Medecins Sans Frontieres (MSF) has pulled out of some conflict-hit parts of Sudan due to a lack of co-operation from authorities, the medical charity said on Thursday, as the country suffers increasing violence. Sudan has faced a rebellion in Darfur since 2003 and a separate but linked insurgency in Blue Nile and South Kordofan since the secession of South Sudan in 2011.
The group said that total denial of access to Blue Nile, forced closure of activities in East Darfur and administrative obstacles in South Darfur had made its work in those areas impossible, accusations that Sudan has denied. "Our experience is that the Sudanese government arranges meetings specifically to prevent international aid, rather than to facilitate it," Bart Jassens, the director of operations for MSF in Brussels, said in a statement.

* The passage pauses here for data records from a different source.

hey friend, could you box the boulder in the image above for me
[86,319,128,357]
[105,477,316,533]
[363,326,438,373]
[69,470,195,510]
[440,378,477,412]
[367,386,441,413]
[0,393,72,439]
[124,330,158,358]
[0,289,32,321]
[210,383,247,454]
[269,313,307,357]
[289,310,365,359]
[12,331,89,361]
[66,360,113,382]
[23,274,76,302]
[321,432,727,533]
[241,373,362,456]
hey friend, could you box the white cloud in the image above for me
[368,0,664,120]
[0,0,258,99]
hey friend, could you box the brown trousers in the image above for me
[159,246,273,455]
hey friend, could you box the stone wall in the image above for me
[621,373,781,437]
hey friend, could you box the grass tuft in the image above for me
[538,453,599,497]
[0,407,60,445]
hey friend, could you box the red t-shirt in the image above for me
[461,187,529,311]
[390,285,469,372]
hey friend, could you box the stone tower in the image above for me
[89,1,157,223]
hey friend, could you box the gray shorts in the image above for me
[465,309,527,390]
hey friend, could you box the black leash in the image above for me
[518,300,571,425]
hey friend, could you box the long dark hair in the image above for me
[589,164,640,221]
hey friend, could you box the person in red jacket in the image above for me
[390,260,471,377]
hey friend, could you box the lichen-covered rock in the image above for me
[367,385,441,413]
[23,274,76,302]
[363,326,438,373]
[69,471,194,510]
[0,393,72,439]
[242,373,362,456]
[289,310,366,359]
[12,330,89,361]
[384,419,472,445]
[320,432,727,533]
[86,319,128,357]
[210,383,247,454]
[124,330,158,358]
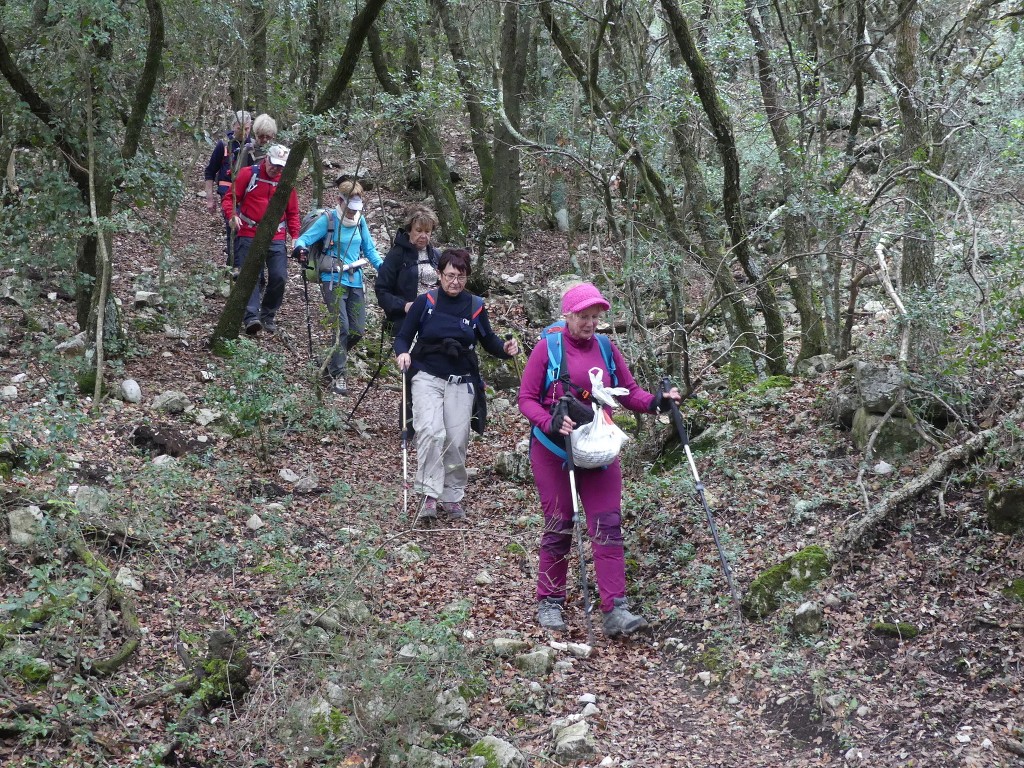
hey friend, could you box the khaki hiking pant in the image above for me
[411,371,474,503]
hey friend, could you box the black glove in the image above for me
[291,246,309,263]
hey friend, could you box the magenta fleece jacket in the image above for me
[518,331,657,433]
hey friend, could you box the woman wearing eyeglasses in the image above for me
[395,249,519,524]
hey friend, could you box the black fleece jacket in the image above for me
[374,229,440,333]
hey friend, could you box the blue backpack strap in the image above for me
[543,323,566,393]
[595,334,617,386]
[532,425,567,460]
[470,296,484,332]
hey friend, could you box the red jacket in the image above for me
[222,159,301,241]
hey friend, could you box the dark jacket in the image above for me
[204,131,250,195]
[374,229,440,333]
[394,290,510,379]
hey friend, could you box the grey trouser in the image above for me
[411,371,474,502]
[319,283,365,378]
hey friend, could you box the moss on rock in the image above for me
[742,545,832,619]
[1003,579,1024,604]
[870,621,920,639]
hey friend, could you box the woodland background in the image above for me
[1,0,1023,765]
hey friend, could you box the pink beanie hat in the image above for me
[561,282,611,314]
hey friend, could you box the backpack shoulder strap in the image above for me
[595,334,617,386]
[543,325,565,394]
[418,288,438,325]
[324,210,338,250]
[469,296,484,331]
[244,163,260,195]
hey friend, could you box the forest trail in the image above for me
[170,175,826,766]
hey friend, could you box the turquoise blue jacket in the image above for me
[295,211,382,288]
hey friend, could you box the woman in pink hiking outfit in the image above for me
[518,282,681,637]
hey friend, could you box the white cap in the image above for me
[267,144,290,166]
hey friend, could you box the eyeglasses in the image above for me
[441,272,467,283]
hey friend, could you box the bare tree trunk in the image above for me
[743,0,827,364]
[894,0,935,289]
[659,0,786,375]
[367,27,465,242]
[490,0,531,241]
[0,0,163,338]
[430,0,494,191]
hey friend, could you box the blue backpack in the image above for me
[532,321,617,461]
[540,320,617,395]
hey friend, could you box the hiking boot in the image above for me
[442,501,466,520]
[262,318,277,334]
[244,320,262,336]
[537,597,567,631]
[330,376,348,395]
[416,496,438,526]
[602,597,649,638]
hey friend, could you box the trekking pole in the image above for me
[562,408,595,646]
[662,377,743,626]
[300,268,314,360]
[346,321,387,423]
[401,368,410,516]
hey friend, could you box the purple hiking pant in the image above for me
[531,439,626,613]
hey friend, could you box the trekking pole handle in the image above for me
[661,377,689,445]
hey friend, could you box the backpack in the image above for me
[417,288,488,435]
[540,321,617,395]
[419,288,485,335]
[531,321,617,461]
[244,163,278,195]
[298,208,339,282]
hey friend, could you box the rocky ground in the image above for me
[2,141,1023,768]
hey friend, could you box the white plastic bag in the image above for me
[570,403,629,468]
[587,366,629,409]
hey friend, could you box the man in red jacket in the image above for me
[222,144,301,335]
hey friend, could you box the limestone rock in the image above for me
[407,746,453,768]
[986,485,1024,534]
[792,601,824,636]
[115,566,144,591]
[75,486,112,518]
[120,379,143,404]
[469,735,527,768]
[553,719,596,760]
[152,390,191,414]
[513,647,555,677]
[56,332,88,358]
[851,408,925,459]
[428,688,469,732]
[8,505,44,547]
[492,637,531,657]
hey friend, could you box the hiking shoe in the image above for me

Violence has increased in Darfur since the government asked the UN-African Union peacekeeping mission to leave in November, and in Blue Nile and South Kordofan since cease-fire talks collapsed in December. The organisation has ceased operations in East and South Darfur, and will no longer request permission to work in Blue Nile after all of its requests were denied, spokeswoman Beatrice Debut said from Nairobi.
The regions where operations have been halted were run by a Brussels-based section of MSF. The group's activities in North and West Darfur, which are run by other sections of MSF, would continue, while operations in South Kordodan remain suspended since an MSF hospital was bombed there last week, Debut said. The Sudanese government denied that it had blocked MSF's work in Darfur, saying that it had never received requests to work in Blue Nile and that the Belgium-based section of MSF had filed paperwork to leave the country in September. "This organisation had not faced any systematic obstacles to their work in Sudan," Mohammed Fadlallah, Sudan's acting commissioner of humanitarian affairs, told Reuters.